75 This strongly suggests therefore that this is a circumstance in which, on the evidence given in each case, the MRT has reached the same decision and has then used the same language to express its reasons. Contrary to the appellant's submissions, an analysis of the MRT's reasons does not support a conclusion that the MRT failed to consider the appellant's application on its own merits. Instead, there is a clear impression that the MRT did consider each application separately but expressed itself in the same manner having regard to the commonality of the issues, the common substratum of fact and the commonality of the evidence received by the MRT.
76 On this view, most of the matters on which the appellant relies fall away and need not be addressed further.

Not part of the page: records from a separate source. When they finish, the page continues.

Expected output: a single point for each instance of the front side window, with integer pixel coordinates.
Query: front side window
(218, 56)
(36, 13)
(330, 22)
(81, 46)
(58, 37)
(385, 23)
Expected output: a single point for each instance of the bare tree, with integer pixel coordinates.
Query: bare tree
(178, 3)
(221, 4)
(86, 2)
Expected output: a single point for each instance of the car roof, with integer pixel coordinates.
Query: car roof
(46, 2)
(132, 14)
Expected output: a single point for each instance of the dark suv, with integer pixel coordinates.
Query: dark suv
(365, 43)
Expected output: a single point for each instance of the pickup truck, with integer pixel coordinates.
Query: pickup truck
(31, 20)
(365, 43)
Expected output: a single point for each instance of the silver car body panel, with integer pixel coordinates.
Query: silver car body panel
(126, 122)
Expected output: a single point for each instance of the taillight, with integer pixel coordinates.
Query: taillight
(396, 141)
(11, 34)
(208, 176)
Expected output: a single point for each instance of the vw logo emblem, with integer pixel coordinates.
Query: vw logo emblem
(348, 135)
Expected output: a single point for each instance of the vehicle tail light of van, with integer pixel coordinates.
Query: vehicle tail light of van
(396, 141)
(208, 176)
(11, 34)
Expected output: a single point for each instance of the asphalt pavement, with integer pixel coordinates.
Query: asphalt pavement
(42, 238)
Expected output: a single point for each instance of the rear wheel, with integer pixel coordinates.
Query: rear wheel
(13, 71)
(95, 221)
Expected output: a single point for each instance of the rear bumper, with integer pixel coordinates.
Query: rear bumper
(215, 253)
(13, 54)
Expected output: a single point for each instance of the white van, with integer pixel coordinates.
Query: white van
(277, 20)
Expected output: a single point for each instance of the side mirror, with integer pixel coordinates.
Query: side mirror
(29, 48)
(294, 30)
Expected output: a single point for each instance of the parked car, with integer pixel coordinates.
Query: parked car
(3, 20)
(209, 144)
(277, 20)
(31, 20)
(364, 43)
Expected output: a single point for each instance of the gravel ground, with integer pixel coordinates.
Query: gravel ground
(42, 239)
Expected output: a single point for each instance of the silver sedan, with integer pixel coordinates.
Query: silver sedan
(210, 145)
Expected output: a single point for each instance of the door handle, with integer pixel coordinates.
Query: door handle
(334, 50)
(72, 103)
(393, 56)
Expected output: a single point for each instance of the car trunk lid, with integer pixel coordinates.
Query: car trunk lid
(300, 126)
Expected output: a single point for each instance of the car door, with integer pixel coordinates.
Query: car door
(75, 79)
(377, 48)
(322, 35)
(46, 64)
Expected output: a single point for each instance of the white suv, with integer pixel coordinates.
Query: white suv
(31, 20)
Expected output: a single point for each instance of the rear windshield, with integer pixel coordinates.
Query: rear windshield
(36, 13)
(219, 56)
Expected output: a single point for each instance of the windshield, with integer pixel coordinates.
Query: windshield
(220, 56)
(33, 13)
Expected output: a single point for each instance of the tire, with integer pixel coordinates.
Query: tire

77 The appellant did not put in evidence in the FCC all the evidential material received by the MRT in relation to his own application, nor the evidence it received in relation to the applications by Mr Bajwa and Mr Sekhon. Accordingly, it is not possible for this Court to assess fully the extent to which the evidence was common in each case. However, the very nature of the circumstances giving rise to each application and the MRT's reasons do suggest that there was substantial common, or at least similar, evidence. It was for the appellant to demonstrate that the evidence was materially different, if that was the case, and he has not done so.
78 In my opinion, it is not necessary to consider the MRT's reasons relating to Mr Sekhon's application separately. As already noted, they were delivered after the reasons in the appellant's case. Further, and in any event, the circumstances of Mr Sekhon's case involved the same substratum of fact, substantially the same evidence and the same issues as arose in the case of the appellant and Mr Bajwa. It is unsurprising in that circumstance that the MRT chose to express itself using the same language as it had used in the earlier cases.
79 In my opinion, the FCC Judge was correct to reject this ground of appeal.